One of the finest method actors, he had the ability to sing padyams and songs through whistle, by putting his finger in mouth and producing the whistle or flute sound (meaning Eela in Telugu). He has acted in various dramas and gave more than 20,000 stage performances. He was called the "Nightingale of the Stage" by Rabindranath Tagore.

==Early life==
Kalyanam Raghuramaiah was born in a Kapu family in Suddapalli village of Guntur district and named as Venkata Subbaiah. He was popular during childhood days in playing Raghurama, hence named as Raghuramaiah by Kasinadhuni Nageswara Rao.

==Early career==
He entered Telugu cinema in 1933 in the film Prudhvi Putra.

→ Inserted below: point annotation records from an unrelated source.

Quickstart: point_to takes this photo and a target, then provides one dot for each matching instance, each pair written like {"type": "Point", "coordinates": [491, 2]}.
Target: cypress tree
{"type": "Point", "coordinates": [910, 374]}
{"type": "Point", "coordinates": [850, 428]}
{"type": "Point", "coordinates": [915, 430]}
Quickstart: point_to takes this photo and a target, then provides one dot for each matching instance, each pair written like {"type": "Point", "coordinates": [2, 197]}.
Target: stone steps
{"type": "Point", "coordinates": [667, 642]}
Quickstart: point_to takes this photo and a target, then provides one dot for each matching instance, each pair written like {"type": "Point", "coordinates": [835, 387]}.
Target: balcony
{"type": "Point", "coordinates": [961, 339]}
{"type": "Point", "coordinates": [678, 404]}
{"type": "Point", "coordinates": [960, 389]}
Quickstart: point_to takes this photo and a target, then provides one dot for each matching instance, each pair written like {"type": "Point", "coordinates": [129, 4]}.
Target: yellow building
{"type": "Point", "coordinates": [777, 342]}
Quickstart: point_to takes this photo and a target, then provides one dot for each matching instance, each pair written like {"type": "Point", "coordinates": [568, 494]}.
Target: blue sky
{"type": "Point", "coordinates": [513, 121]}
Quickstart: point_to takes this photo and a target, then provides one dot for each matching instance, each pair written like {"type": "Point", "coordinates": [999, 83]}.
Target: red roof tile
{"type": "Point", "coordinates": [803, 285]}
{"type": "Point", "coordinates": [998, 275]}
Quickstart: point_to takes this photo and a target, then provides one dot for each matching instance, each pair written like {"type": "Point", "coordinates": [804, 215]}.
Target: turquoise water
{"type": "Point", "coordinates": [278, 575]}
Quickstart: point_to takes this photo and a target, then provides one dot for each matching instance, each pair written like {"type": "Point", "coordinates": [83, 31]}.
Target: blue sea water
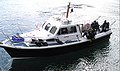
{"type": "Point", "coordinates": [22, 16]}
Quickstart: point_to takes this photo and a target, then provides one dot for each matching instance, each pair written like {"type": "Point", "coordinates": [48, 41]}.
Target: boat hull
{"type": "Point", "coordinates": [14, 52]}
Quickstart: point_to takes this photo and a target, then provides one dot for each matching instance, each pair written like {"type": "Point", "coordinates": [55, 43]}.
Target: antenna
{"type": "Point", "coordinates": [68, 7]}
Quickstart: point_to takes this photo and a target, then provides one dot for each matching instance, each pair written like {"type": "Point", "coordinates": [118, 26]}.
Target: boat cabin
{"type": "Point", "coordinates": [62, 29]}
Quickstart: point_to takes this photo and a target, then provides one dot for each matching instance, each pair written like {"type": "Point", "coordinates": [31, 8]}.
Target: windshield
{"type": "Point", "coordinates": [53, 29]}
{"type": "Point", "coordinates": [47, 26]}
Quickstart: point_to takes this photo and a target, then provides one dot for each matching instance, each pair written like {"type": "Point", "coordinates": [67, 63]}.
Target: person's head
{"type": "Point", "coordinates": [105, 21]}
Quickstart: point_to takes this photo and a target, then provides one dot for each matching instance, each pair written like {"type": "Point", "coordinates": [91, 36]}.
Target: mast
{"type": "Point", "coordinates": [68, 7]}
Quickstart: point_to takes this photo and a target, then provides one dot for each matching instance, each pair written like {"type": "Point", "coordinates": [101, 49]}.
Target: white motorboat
{"type": "Point", "coordinates": [57, 35]}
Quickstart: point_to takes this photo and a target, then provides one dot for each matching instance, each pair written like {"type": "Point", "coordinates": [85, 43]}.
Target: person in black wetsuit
{"type": "Point", "coordinates": [105, 26]}
{"type": "Point", "coordinates": [95, 26]}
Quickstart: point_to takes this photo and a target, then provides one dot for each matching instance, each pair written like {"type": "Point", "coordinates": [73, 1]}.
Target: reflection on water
{"type": "Point", "coordinates": [86, 59]}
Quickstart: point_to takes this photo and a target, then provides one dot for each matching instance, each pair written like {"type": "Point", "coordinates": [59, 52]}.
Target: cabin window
{"type": "Point", "coordinates": [53, 29]}
{"type": "Point", "coordinates": [67, 30]}
{"type": "Point", "coordinates": [43, 24]}
{"type": "Point", "coordinates": [47, 26]}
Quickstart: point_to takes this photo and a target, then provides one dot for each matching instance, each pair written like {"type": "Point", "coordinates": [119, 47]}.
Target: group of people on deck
{"type": "Point", "coordinates": [90, 30]}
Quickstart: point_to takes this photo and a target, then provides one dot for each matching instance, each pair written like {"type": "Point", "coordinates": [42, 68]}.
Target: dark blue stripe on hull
{"type": "Point", "coordinates": [54, 51]}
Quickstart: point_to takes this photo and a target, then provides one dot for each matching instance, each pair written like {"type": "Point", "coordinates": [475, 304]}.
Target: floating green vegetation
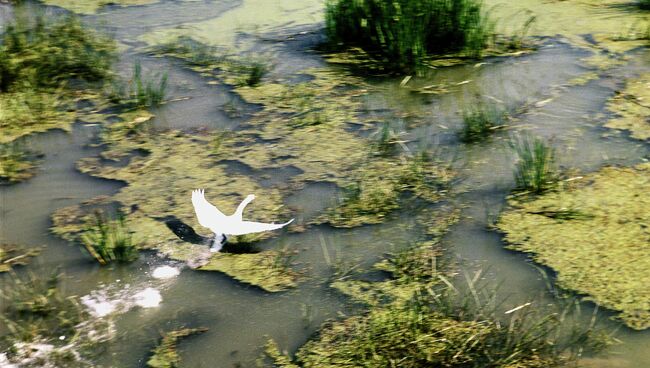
{"type": "Point", "coordinates": [632, 107]}
{"type": "Point", "coordinates": [600, 249]}
{"type": "Point", "coordinates": [481, 120]}
{"type": "Point", "coordinates": [36, 63]}
{"type": "Point", "coordinates": [270, 270]}
{"type": "Point", "coordinates": [109, 240]}
{"type": "Point", "coordinates": [92, 6]}
{"type": "Point", "coordinates": [644, 4]}
{"type": "Point", "coordinates": [375, 192]}
{"type": "Point", "coordinates": [401, 34]}
{"type": "Point", "coordinates": [14, 164]}
{"type": "Point", "coordinates": [13, 255]}
{"type": "Point", "coordinates": [535, 166]}
{"type": "Point", "coordinates": [165, 354]}
{"type": "Point", "coordinates": [46, 328]}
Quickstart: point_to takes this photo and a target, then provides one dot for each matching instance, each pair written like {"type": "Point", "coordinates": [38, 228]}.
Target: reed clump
{"type": "Point", "coordinates": [480, 121]}
{"type": "Point", "coordinates": [401, 34]}
{"type": "Point", "coordinates": [535, 167]}
{"type": "Point", "coordinates": [141, 91]}
{"type": "Point", "coordinates": [449, 325]}
{"type": "Point", "coordinates": [109, 240]}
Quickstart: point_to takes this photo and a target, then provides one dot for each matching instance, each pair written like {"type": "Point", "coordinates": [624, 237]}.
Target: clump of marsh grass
{"type": "Point", "coordinates": [644, 4]}
{"type": "Point", "coordinates": [45, 328]}
{"type": "Point", "coordinates": [402, 34]}
{"type": "Point", "coordinates": [14, 164]}
{"type": "Point", "coordinates": [535, 168]}
{"type": "Point", "coordinates": [480, 121]}
{"type": "Point", "coordinates": [109, 240]}
{"type": "Point", "coordinates": [449, 325]}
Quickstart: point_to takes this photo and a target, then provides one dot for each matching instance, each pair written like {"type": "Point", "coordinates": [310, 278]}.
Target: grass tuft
{"type": "Point", "coordinates": [401, 34]}
{"type": "Point", "coordinates": [535, 168]}
{"type": "Point", "coordinates": [109, 240]}
{"type": "Point", "coordinates": [481, 121]}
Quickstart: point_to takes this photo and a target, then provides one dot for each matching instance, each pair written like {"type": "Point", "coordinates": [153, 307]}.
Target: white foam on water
{"type": "Point", "coordinates": [99, 304]}
{"type": "Point", "coordinates": [165, 272]}
{"type": "Point", "coordinates": [148, 298]}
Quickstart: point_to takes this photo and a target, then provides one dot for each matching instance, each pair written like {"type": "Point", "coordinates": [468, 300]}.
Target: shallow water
{"type": "Point", "coordinates": [240, 317]}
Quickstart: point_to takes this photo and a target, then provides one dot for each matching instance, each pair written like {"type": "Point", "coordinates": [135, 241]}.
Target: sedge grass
{"type": "Point", "coordinates": [535, 167]}
{"type": "Point", "coordinates": [480, 121]}
{"type": "Point", "coordinates": [109, 240]}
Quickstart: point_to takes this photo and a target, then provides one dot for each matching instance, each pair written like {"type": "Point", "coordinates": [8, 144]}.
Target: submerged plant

It is the fifth talkie film in Telugu cinema industry. This is the 1st Telugu movie produced by Telugu person viz. Pothina Srinivasa Rao. He acted as Krishna in many films including Sri Krishna Rayabaram (1960) and in the film Chintamani.

==Personal life==
He married Savitri, second daughter of Rohini Venkata Subbaiah and Sitamma in 1938 at Bapatla. She inaugurated the statue of her husband Raghuramaiah at Chebrolu, Guntur district on 5 March 2013. At the age of 92 years i.e. on 8 December 2014 she died due to old age at Vijayawada. They have only one daughter viz. Thota Satyavathi, Son-in-law Thota Parvateeswara Rao.

Their grand children are Dr. T.V.S. Gopal, Chintala Ratna, and Gangisetty Raja. His brother-in-law Rohini Venkaiah, Commercial Tax Officer (Retd.) and his wife Dr. Rohini Venkata Sundara Varada Rajeswari, Famous Devotional Writer of several books and Member Sree Hampi Virupaksha Vidyaranya Maha Samsthanam and their son Rohini Mahesh, Devotional Writer of several articles and Member Sree Hampi Virupaksha Vidyaranya Maha Samsthanam date of birth and his son Rohini Harish date of birth and Raghramaiah's date of death is same i.e. 24 February. He toured Malaysia, Japan, Hong Kong and Singapore with a drama troupe in 1972.

==Death and popularity==
He died of a heart attack in 1975 at the age of 75 years. He was called the "Nightingale of the Stage" by Rabindranath Tagore. A well sheltered bronze statue of him was installed in his honor at Suddapalli village, his birthplace, on 14 February 2014 by his Eldest brother's son Sri. Kalyanam Narasimha Rao, Retd. Senior Manager, Hindustan Aeronautics Limited, Hyderabad and the statue was inaugurated by Sri. Mandali Budda Prasad, Chairman Official Languages, Andhra Pradesh.

==Filmography==

- Prudhvi Putra (1933)
- Bhakta Kuchela (1935)
- Lanka Dahanam (1936)
- Rukmini Kalyanam (1937)
- Pasupathastram (1939)
- Apavadu (1941)
- Talliprema (1941)
- Gollabhama (1947)
- Madalasa (1948)
- Maya Rambha (1950)
- Mayapilla (1951)
- Prapancham (1953)
- Sati Sakkubai (1954) as Lord Krishna
- Sri Krishna Tulabharam (1955/I) as Sri Krishna
- Chintamani (1956)
- Sri Krishna Maya (1958)
- Sri Krishna Rayabaram (1960)
- Nagarjuna (1961/I)
- Usha Parinayam (1961) as Lord Krishna
- Dakshayagnam (1962/I) as Narada
- Valmiki (1963/I)
- Somavara Vrata Mahatyam (1963) as Narada
- Mohini Bhasmasura (1966) as Indra
- Sri Sri Sri Maryada Ramanna (1967)

==Awards==
- National Honors
- Sangeet Natak Akademi Award in 1973

- Civilian Honors
- He was awarded Padmashri by Government of India in 1975.